My heart goes out to all at Downland Court, Portslade, who are suffering (Letters, April 28) but, if it is any consolation, it is not just Brighton and Hove City Council that seems to come up with the perpetual excuse of "we can't do anything".

Adur District Council goes one better.

When Adur finds residents do not abide by its recently printed leasehold or tenancy booklets or abide by agreements, for example, to keep common ways in flat blocks clean, instead of policing the system it rewards them by bringing in contractors to do the job for them and charging the others who abide by the rules.

This sends a green light that other obligations may be ignored with impunity at the cost of all the other decent people and is given official sanction to boot. We have rights in society but we are expected to have some responsibility and it's about time we ensured the two went hand in hand rather than apparently reward miscreants at the cost of everyone else.

The same goes for anti-social behaviour. There has never been as much enabling legislation to allow local authorities to take action.

Not only are the tenants of Downland Court correct in mentioning the Housing Act 1966, which gives far-reaching grounds for possession - even for annoyance of neighbours - but anti-social behaviour orders also add to the armoury and may include any anti-social behaviour, including dumping rubbish.

How strange though, that, as a private landlord, I have to ensure my tenants are not causing a nuisance, even in accommodation where the freeholder may be the same local authority that appears to do little itself.

Sadly, the blurry-eyed vision is that all evictions are wrong. They are not.
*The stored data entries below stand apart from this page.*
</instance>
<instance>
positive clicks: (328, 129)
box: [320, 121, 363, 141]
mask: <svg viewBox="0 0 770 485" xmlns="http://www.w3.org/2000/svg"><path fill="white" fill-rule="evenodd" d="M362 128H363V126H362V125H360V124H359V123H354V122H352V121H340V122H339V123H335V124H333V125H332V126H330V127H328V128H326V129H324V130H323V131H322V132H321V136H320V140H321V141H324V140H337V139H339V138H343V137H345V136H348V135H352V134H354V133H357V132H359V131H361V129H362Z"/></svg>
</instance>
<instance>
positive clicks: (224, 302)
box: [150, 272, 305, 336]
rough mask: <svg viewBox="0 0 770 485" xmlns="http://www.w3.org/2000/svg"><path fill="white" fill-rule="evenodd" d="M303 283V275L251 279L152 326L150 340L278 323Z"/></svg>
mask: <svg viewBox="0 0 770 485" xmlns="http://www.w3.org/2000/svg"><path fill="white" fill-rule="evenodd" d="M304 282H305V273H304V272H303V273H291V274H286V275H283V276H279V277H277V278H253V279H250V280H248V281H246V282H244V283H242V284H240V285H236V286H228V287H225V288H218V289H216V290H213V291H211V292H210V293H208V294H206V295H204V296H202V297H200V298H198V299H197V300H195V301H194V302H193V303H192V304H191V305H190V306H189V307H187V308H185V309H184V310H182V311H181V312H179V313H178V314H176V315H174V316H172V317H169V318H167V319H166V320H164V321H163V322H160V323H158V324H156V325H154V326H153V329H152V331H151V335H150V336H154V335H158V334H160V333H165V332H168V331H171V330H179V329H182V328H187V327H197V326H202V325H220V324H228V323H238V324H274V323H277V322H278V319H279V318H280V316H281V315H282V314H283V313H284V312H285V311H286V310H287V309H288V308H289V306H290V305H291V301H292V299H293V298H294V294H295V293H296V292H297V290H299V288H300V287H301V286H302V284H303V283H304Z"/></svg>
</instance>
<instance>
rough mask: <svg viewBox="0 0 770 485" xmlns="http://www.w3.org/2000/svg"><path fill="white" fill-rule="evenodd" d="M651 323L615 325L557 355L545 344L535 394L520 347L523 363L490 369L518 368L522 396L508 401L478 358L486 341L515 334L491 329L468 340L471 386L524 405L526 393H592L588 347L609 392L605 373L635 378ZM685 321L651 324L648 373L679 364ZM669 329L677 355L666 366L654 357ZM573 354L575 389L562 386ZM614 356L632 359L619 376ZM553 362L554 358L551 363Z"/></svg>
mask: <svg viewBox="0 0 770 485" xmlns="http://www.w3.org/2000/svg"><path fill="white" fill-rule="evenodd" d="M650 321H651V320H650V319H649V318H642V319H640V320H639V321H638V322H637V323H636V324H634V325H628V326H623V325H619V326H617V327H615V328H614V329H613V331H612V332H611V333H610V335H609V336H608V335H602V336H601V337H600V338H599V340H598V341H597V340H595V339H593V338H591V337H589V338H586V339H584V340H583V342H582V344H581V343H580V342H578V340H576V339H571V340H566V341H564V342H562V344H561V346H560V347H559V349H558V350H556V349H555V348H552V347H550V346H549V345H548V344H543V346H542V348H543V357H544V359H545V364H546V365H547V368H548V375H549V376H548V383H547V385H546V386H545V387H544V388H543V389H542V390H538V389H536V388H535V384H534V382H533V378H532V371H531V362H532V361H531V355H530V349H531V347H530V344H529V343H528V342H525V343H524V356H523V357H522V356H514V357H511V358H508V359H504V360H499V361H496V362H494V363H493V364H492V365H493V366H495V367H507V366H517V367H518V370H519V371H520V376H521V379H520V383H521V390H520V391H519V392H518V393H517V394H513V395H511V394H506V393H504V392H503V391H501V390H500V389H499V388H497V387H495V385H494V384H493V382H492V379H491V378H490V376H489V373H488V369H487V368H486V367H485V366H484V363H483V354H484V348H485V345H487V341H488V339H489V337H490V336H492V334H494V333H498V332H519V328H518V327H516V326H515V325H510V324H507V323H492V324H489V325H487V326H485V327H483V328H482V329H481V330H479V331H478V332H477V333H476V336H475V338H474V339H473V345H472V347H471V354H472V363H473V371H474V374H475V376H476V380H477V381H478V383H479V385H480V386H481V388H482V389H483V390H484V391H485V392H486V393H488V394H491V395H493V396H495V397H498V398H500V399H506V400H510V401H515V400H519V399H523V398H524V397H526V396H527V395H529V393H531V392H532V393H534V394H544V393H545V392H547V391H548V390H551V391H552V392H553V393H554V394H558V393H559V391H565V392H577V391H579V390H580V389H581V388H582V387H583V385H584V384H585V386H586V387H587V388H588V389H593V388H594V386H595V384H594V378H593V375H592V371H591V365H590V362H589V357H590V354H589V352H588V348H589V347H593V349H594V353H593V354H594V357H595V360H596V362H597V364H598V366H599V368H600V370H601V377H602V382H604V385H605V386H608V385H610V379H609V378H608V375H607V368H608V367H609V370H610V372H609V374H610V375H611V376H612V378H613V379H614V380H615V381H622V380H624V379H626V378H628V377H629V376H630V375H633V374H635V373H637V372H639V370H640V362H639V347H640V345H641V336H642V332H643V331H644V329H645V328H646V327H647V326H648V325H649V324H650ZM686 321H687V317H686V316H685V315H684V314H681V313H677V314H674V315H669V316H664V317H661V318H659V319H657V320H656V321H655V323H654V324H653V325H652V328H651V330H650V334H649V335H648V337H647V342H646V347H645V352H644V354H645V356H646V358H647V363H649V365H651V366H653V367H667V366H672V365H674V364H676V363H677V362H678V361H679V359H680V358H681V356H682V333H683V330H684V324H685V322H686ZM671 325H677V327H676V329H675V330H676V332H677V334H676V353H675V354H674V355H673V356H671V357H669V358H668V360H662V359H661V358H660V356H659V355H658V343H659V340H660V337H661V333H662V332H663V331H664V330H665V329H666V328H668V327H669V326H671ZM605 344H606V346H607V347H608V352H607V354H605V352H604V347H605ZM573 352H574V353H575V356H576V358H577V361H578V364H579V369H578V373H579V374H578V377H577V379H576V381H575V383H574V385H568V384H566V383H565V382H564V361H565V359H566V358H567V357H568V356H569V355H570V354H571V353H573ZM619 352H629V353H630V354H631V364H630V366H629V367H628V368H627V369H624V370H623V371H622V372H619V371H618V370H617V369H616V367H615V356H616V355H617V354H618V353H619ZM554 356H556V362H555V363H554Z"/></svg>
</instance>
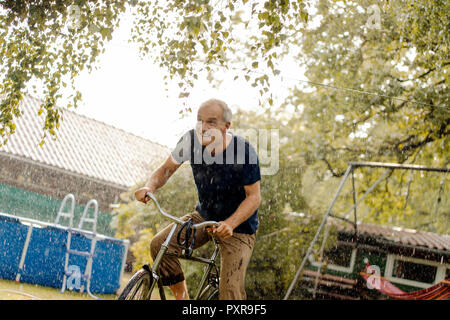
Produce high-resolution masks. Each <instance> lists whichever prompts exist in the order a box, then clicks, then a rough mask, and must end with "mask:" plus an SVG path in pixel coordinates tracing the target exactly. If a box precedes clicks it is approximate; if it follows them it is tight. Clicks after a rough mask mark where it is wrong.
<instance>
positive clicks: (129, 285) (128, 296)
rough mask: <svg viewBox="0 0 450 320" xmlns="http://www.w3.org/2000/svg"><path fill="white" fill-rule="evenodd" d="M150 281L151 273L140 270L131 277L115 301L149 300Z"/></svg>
mask: <svg viewBox="0 0 450 320" xmlns="http://www.w3.org/2000/svg"><path fill="white" fill-rule="evenodd" d="M152 281H153V277H152V275H151V273H150V272H149V271H148V270H146V269H144V268H142V269H140V270H139V271H138V272H136V273H135V274H134V275H133V276H132V277H131V279H130V281H129V282H128V283H127V285H126V286H125V288H124V289H123V291H122V293H121V294H120V296H119V297H118V298H117V300H149V299H150V296H151V292H150V287H151V285H152Z"/></svg>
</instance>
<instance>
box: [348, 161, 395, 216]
mask: <svg viewBox="0 0 450 320" xmlns="http://www.w3.org/2000/svg"><path fill="white" fill-rule="evenodd" d="M390 171H392V169H387V170H386V171H385V172H384V173H383V175H382V176H381V177H380V178H378V180H377V181H375V183H374V184H373V185H371V186H370V188H369V189H367V191H366V192H365V193H364V194H363V195H362V197H361V198H359V199H358V202H356V203H355V204H354V205H353V207H352V208H351V209H350V210H349V211H348V212H347V213H346V214H345V215H344V218H345V219H348V216H349V215H350V213H352V211H353V209H354V208H356V207H357V206H358V205H359V204H360V203H361V201H363V200H364V199H365V198H366V197H367V195H368V194H369V193H371V192H372V190H373V189H375V188H376V186H377V185H378V184H379V183H380V182H381V181H383V179H384V178H386V176H387V175H388V173H389V172H390Z"/></svg>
When vulnerable tenants use that vulnerability as an excuse to wreak havoc on the communities in which they live, it is time someone thought of the vulnerable innocent neighbours of these people, whose lives are destroyed through no fault of their own and are further desolated by authorities evading their responsibilities to take action.

We should also ask ourselves how many properties are not being let simply because people are too frightened to take the chance of letting because once tenants are in it could take months to gain possession and, in the meantime, decent residents' lives are made a misery.

It might take a little more effort to sort out the problem but it is a far better solution than the apparent appeasement that seems to take place at present and is certainly a more cost-effective and better solution in the long term.

Ask anyone affected by long-term nightmare neighbours.